Incident Resolution Flow for a Kubernetes App

Resolving an incident in a Kubernetes service in IBM® Cloud App Management. In this example, John (an SRE) is notified by an incident that is created with high latency with the stock trader service. John restores the service by creating a hypothesis and following it through to determine whether he isolated the problem. If the problem is not resolved, John creates another hypothesis. This example shows how this process is accomplished in IBM Cloud App Management.

Is this latency problem affecting all of the service request types or just a subset?: To check this hypothesis, John filters the latency golden signal by request type. Examples of request types include: /view portfolio, /buy stock, or /sell stock. If just one request type is having latency problems, John knows that the problem is localized to that one request type. He would start looking into the logic and logs to see what the service is experiencing. If it is all request types, then John is more likely to suspect a broader issue like infrastructure, network issues, or global dependencies for the service.
Are the service’s dependencies affecting the latency?: To check this hypothesis, John looks at all the 1-hop away dependencies to see whether they are causing the slowness. He does this by looking at the Service dependencies widget and looking for any red services to the right, or downstream from his service. If so, John isolated the problem to another service and not his own. He would then move the focus to working on the dependency. If someone else owns the dependency, John can follow the established process to resolve with the owner. If the troubled dependency is another service John owns, he can select it to refocus IBM Cloud App Management on that service and start the hypothesis flow from the start.
Is Kubernetes infrastructure impacting the service's latency?: To check this hypothesis, John looks at the Kubernetes deployment topology view to see whether there is any noisy neighbor problem by looking for red in the containers, pods, or nodes. If so, John knows that the infrastructure is the problem and not the service. To further isolate the problem, John can use the time slider to see what changed in the infrastructure to be causing the noisy neighbor problem. Also, he can look for Kubernetes infrastructure events on the timeline to highlight where the infrastructure problems occurred. One example of infrastructure impacting a service is over-consumption of compute resources. Kubernetes helps to protect from this issue if the best practices are followed.
Is this latency problem caused by new code checked in to the service?: To check this hypothesis, John can go through the event timeline to see whether any CI/CD events are seen. John can check the latency before and after the change to see whether latency changes around the time of a new code deployment.
Is this latency problem affecting the service caused by a network issue?: To check this hypothesis, John can select a wider topology view by expanding the Service dependencies view. This expanded view includes broader elements in the system including network elements on the topology. He looks for network events on the most problematic network area, for example, the gateway and load balancer, which connect users to the service. Examples of impacts to the service include: overloaded load balancers, slow LDAP servers, and DNS issues. If John has found an issue in the broader system, he can follow the established process to resolve them with the appropriate team.

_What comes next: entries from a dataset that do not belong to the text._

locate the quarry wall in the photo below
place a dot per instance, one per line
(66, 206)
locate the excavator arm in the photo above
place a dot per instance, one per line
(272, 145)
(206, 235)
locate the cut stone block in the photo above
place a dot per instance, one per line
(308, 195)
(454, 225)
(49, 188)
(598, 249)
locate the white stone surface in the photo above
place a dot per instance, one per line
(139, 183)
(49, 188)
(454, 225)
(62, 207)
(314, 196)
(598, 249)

Is this latency problem in the service itself? Compare a slow transaction to a good one to see whether the service is the problem.: To check this hypothesis, John can choose a slow individual transaction in the transaction tracing view and compare the transaction trace with a good transaction. This is known in the industry as choosing an exemplar of a good transaction and a bad one to show the call trace history, which will point out the differences to a developer. Note: If John's access is restricted to the service and not the cluster (RBAC), he is unable to drill down to the node or cluster.